Test-Time Training with Quantum Auto-Encoder: From Distribution Shift to Noisy Quantum Circuits

TL;DR

This paper introduces a test-time training method using quantum auto-encoders to adapt to data distribution shifts and mitigate quantum circuit noise, enhancing robustness and performance in quantum machine learning.

Contribution

The paper presents a novel test-time training framework with quantum auto-encoders that addresses distribution shifts and noise in quantum circuits, supported by theoretical guarantees.

Findings

QTTT improves robustness against data shifts.

QTTT effectively reduces quantum circuit noise.
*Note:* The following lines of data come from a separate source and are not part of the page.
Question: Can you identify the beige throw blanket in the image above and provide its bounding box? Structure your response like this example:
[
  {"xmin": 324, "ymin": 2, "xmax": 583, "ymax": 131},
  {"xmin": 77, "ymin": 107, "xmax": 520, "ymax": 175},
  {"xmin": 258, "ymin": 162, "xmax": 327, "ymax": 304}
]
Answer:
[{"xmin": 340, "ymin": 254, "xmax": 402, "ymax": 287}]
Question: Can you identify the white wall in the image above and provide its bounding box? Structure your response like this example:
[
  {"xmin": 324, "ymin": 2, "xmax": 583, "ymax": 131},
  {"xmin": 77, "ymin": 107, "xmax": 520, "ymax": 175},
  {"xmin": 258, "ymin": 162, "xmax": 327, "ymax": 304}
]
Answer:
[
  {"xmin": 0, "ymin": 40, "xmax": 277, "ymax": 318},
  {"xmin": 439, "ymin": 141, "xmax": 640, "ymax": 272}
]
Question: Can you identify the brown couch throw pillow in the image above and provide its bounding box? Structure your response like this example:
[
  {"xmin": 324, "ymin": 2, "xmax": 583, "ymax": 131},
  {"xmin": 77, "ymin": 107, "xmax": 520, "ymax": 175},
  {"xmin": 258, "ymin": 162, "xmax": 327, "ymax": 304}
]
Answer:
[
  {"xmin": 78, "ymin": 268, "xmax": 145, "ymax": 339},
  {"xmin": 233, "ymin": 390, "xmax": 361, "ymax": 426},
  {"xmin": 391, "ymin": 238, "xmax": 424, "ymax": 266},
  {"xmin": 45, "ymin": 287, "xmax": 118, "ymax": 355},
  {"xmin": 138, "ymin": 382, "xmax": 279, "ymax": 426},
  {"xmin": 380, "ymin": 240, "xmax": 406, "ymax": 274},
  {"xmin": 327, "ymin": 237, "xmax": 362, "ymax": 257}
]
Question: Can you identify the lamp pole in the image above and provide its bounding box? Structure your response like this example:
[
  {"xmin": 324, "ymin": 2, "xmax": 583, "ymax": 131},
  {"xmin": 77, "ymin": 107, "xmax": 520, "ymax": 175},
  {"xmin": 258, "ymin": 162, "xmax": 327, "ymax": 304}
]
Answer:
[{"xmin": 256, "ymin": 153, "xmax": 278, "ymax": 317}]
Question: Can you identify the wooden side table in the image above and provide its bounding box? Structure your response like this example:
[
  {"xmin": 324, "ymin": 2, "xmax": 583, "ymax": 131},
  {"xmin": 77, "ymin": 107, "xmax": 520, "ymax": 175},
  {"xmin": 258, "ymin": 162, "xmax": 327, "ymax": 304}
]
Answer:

Theoretical performance guarantees are established.

Abstract

In this paper, we propose test-time training with the quantum auto-encoder (QTTT). QTTT adapts to (1) data distribution shifts between training and testing data and (2) quantum circuit error by minimizing the self-supervised loss of the quantum auto-encoder. Empirically, we show that QTTT is robust against data distribution shifts and effective in mitigating random unitary noise in the quantum circuits during the inference. Additionally, we establish the theoretical performance guarantee of the QTTT architecture. Our novel framework presents a significant advancement in developing quantum neural networks for future real-world applications and functions as a plug-and-play extension for quantum machine learning models.